OSLO (REUTERS, AFP) - Ethiopian Prime Minister Abiy Ahmed won the 2019 Nobel Peace Prize on Friday (Oct 11) for his peace-making efforts with bitter foe Eritrea.
Ethiopia and Eritrea, long-time foes which fought a border war from 1998 to 2000, restored relations in July 2018 after years of hostility.
“Ethiopian Prime Minister Abiy Ahmed Ali has been awarded this year’s Nobel Peace Prize for his efforts to achieve peace and international cooperation, and in particular for his decisive initiative to resolve the border conflict with neighbouring Eritrea,” the Norwegian Nobel Committee said in its citation.
"The prize is also meant to recognise all the stakeholders working for peace and reconciliation in Ethiopia and in the East and Northeast African regions," the Nobel committee added.
At 43, Abiy Ahmed is the youngest head of government in Africa.
“This victory and recognition is a collective win for all Ethiopians, and a call to strengthen our resolve in making Ethiopia – the new horizon of hope – a prosperous nation for all,” the prime minister’s office said.

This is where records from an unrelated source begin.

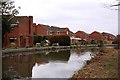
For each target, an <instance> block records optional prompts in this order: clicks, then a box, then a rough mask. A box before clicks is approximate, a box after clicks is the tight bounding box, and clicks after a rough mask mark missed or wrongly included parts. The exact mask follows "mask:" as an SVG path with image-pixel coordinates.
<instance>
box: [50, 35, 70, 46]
mask: <svg viewBox="0 0 120 80" xmlns="http://www.w3.org/2000/svg"><path fill="white" fill-rule="evenodd" d="M49 41H50V42H51V45H52V44H53V43H59V45H60V46H70V37H69V36H52V37H51V38H50V39H49Z"/></svg>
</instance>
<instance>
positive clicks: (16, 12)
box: [0, 0, 20, 43]
mask: <svg viewBox="0 0 120 80" xmlns="http://www.w3.org/2000/svg"><path fill="white" fill-rule="evenodd" d="M0 8H1V10H0V14H2V41H3V42H4V34H5V33H6V32H10V31H11V27H10V20H11V19H12V18H13V17H14V16H15V15H17V14H18V13H19V11H18V9H20V7H18V8H15V5H14V1H12V0H2V1H0ZM3 42H2V43H3Z"/></svg>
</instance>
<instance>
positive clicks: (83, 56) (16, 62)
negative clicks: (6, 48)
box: [2, 48, 99, 79]
mask: <svg viewBox="0 0 120 80" xmlns="http://www.w3.org/2000/svg"><path fill="white" fill-rule="evenodd" d="M98 53H99V49H97V48H91V49H71V50H52V51H37V52H24V53H13V54H11V53H10V54H9V53H8V54H3V55H2V70H3V71H2V76H3V78H16V79H22V78H23V79H25V78H70V77H72V75H73V74H74V73H75V72H76V71H78V70H79V69H81V68H83V67H84V66H85V65H86V61H88V60H91V59H92V58H93V57H94V56H95V55H96V54H98Z"/></svg>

It said he has also initiated "important reforms that give many citizens hope for a better life and a brighter future". It quoted Abiy as saying: “We are proud as a nation.”
Mr Ahmed said he was “humbled and thrilled” upon learning he was the 2019 Nobel Peace Prize laureate, adding he hoped it would inspire peace efforts on his continent.
“I was so humbled and thrilled when I just heard the news,” Mr Abiy told the Nobel committee in a phone call posted online on the Nobel Prize website, saying: “It is a prize given to Africa, given to Ethiopia”.
Mr Abiy also said he could “imagine how the rest of Africa’s leaders would think it possible to work on peace-building processes”.
CHALLENGES AHEAD FOR ABIY
Since taking office in April 2018 after the resignation of Hailemariam Desalegn following three years of street unrest, Abiy has announced a series of reforms that hold the promise of fundamentally changing the country of some 100 million people.
From partial liberalisation of the state-controlled economy to overhauling the security forces that have helped the ruling coalition maintain a tight grip on power since 1991, the promises have raised hopes in the country and abroad.
Abiy’s landmark achievement to date is securing peace with neighbouring Eritrea.
What remains to be seen is whether Abiy – who joined the Ethiopian army in his teens and rose through the ruling Ethiopian People’s Revolutionary Democratic Front (EPRDF) coalition over the past two decades – can reshape Ethiopia and open it up to the world from within the current system.
He faces challenges including resistance to change from vested interests within his coalition, and the possibility that violence, including in June when a rogue state militia leader killed the region’s state president and other top level officials, could escalate.
He also faces high expectations from young Ethiopians who want jobs, development, and opportunities.
Last year, the award - consisting of a gold medal, a diploma, and nine million Swedish kronor (S$1.4 million) - was given to two champions fighting sexual violence, Congolese gynaecologist Denis Mukwege and Yazidi activist Nadia Murad.
Introduced by Swedish chemist and innovator Alfred Nobel, who made a vast fortune from his invention of dynamite in 1866, the Nobel prizes were first awarded in 1901 to honour "those who, during the preceding year, shall have conferred the greatest benefit on mankind".
Earlier this week, the Nobel prizes in the fields of medicine, physics, chemistry and literature were awarded.
The economics prize - the only award not included in Nobel's will, wraps up the 2019 Nobel prize season on Oct 14. It was funded and created by the Swedish Central Bank to mark its 300th anniversary in 1968.
All the Nobel winners will be presented with their prizes on Dec 10, on the anniversary of Nobel's death.